A Hibernate Snafu
2006-08-11
When configuring Hibernate, it is critical to know which relationships to make eager and which to make lazy. One wrong mistake can be fatal for your application.
I have been working on this large web application, a job site for the Canadian government. We were experiencing severe performance problems.
There are several tables used to represent a job advertisement. There is the summary information, another table with more detailed information, tables used to do one-to-many joins for job ads involving several geographic locations, and so on. We thought that the performance problems were simply the result of having (by necessity) all these tables.

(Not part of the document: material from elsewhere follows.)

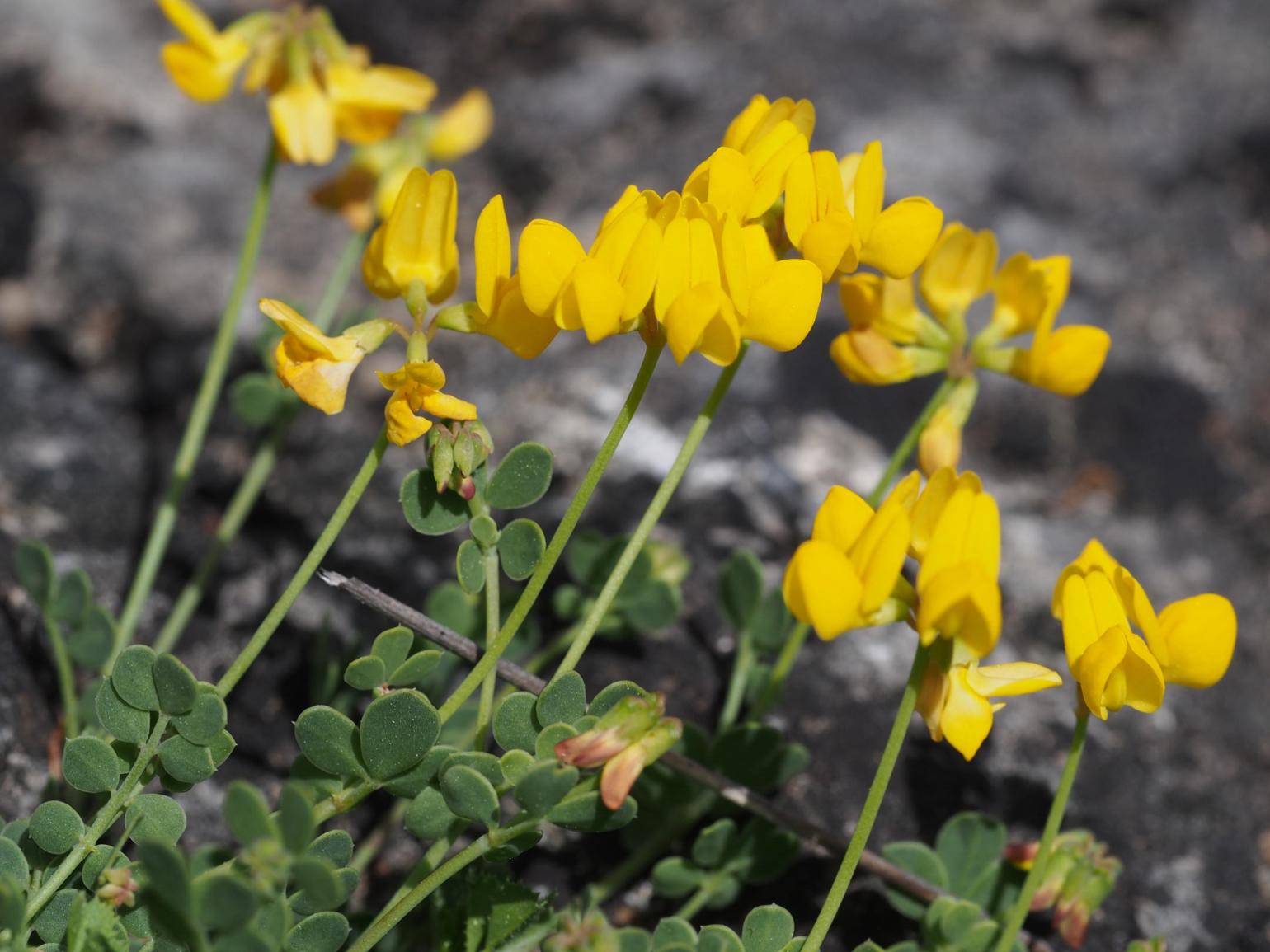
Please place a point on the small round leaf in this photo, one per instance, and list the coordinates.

My colleague, who designed the database, also wrote the db access layer of the application using Hibernate. In case you are not familiar with it, is a framework that provides the glue between Java classes and database tables. You give it configuration files telling it how to map Java class properties to database columns and it takes care of all the rest. You can represent relationships between classes without having to explicitly deal with foreign keys. It turned out that the performance problems were the result of a little problem with the Hibernate configuation.
Let's say that we have a primary table called 'primary' and a secondary table, containing more detail about an entity, in a table called 'secondary'. primary has a field secondary_id which is a foreign key to secondary. In the Hibernate config, we created a bidirectional relation so that in Java we can write:
Secondary sec = primary.getSecondary();
or
Primary prim = sec.getPrimary();
You can also configure Hibernate to do 'eager fetching'. This will cause it to preload entities to avoid doing an extra database lookup. Now, what was happening was this:
1. We would load a primary from the database.
2. We would load the secondary using Secondary sec = primary.getSecondary();
3. Because of the (unnecessary) relation from sec to primary, and because of eager fetching, this caused sec to try to find its primary (even though we had already loaded it.).
So it would execute: select * from primary where secondary_id = ? and because there was no index on that field, it would cause a full table scan on the primary table, which right now contains 13427 rows. This site gets about 120,000 page views a day, and most of those are looking at job advertisements, so that meant tens of thousands of full table scans every day.
Once we discovered that, we removed that relation, and all our performance problems disappeared.
The moral of that story is: if use use Hibernate, have a good look at every sql statement it executes.